Analysis of Algorithms

Answers to "questions2"                               Analysis of Algorithms
----------------------                                -----------------------

1. The data structure needed is a queue of nodes. When a node is scanned,
   all its children are added to the back of the queue. Then the front item
   is removed from the queue to find the next node to be scanned.
   Each node is added to the queue once, and removed from the queue once,
   so the time taken is O(n) for n nodes.


2. To do insert, delete and search, we either want to use a hash table
   (average O(1) time), or B-trees (guaranteed O(log n) time). However,
   for this problem, we need three of them. It is possible to use three
   entirely separate structures, one for each type of search. Then
   inserting a record would involve inserting it into each of the three
   structures etc. This involves storing what could be lengthy data three
   times. Instead, one could have hash tables or B-trees of pointers to the
   records. Inserting a record would then involve entering the record data
   and updating the pointers in the three hash tables or B-trees. Each
   operation would take average O(1) time for hash tables, or guaranteed
   O(log n) time for B-trees.


3. The answer is simply to keep track of both the permutation, and the
   position of each number in the permutation in two arrays. For example
   the permutation  6 4 1 5 2 3 would have arrays:

      i:                1 2 3 4 5 6
      permutation[i]:   6 4 1 5 2 3
      position[i]:      3 5 6 2 4 1

   where position[4]=2 since number 4 is at position 2 in the permutation.
   Now the questions "what is at position i in the permutation" and
   "what is the position of number j in the permutation" can be answered
   in O(1) time - the answers are "permutation[i]" and "position[j]".
   Swapping the numbers at position i and j is also O(1) since it can be
   done by:

      temp := permutation[j]
      permutation[j] := permutation[i]
      permutation[i] := temp
      position[permutation[i]] := i
      position[permutation[j]] := j

   It is also possible to swap the positions of the numbers i and j in O(1)
   time. In fact, the position array is just the "inverse permutation" of
   the original, so there is a complete symmetry between the arrays.

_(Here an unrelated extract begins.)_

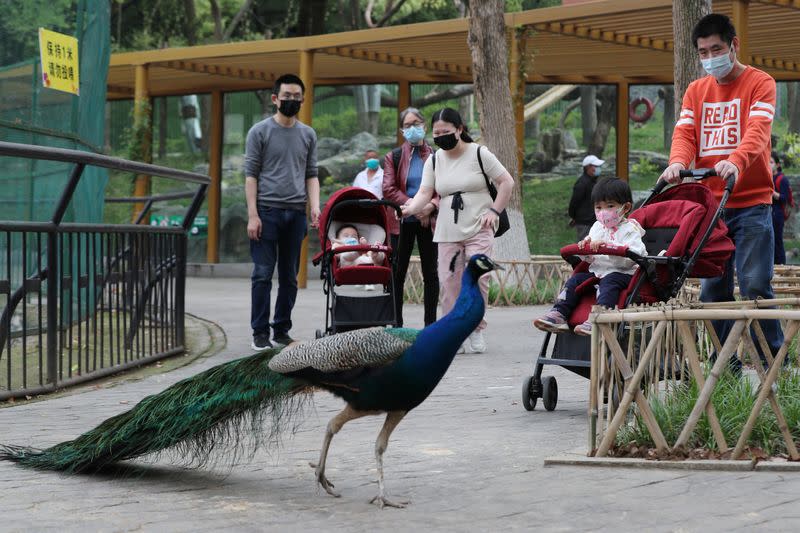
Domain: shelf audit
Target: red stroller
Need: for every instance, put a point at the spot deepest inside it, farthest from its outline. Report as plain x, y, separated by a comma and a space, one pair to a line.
684, 236
360, 208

4. We need a data structure in which to keep the largest n numbers found so
   far. As each number is read in, we need to be able to check to see if
   it is larger than any of the numbers in the data structure. If not, it
   is discarded, otherwise the smnallest number in the data structure is
   discarded, and the new number is entered into the data structure.
   A suitable data structure for this is a priority queue in which smaller
   numbers have higher priority. Then the highest priority item is the
   smallest of the saved numbers. We read a number in from the file and
   compare it with the highest priority item. If the new number is smaller,
   it is discarded. If it is larger, the highest priority item is removed from
   the priority queue, and the new number is inserted in its proper place in
   the priority queue. Of course, when reading the first n numbers from the
   file, no numbers are discarded. The time taken is O(log n) per number in
   the file.


5. The most natural data structure is the priority queue which takes O(log n)
   time per operation. However, if removing the highest priority item is
   the commonest operation, it might be better to use an ordinary queue
   which is kept sorted by priority with the highest priority item at the
   front and the lowest at the back. Removal from a normal queue is an O(1)
   operation, whereas insertion may be O(n).

   Note that this is a curious question, as it is difficult to see how
   removal can be more common than insertion without the queue becoming
   empty. However, in a scheduler many processes may have the same priority.
   In this case one time slice typically involves removing a process from
   the front of the queue, running it for a bit, then returning it to the
   back of the queue, both O(1) operations on a normal queue.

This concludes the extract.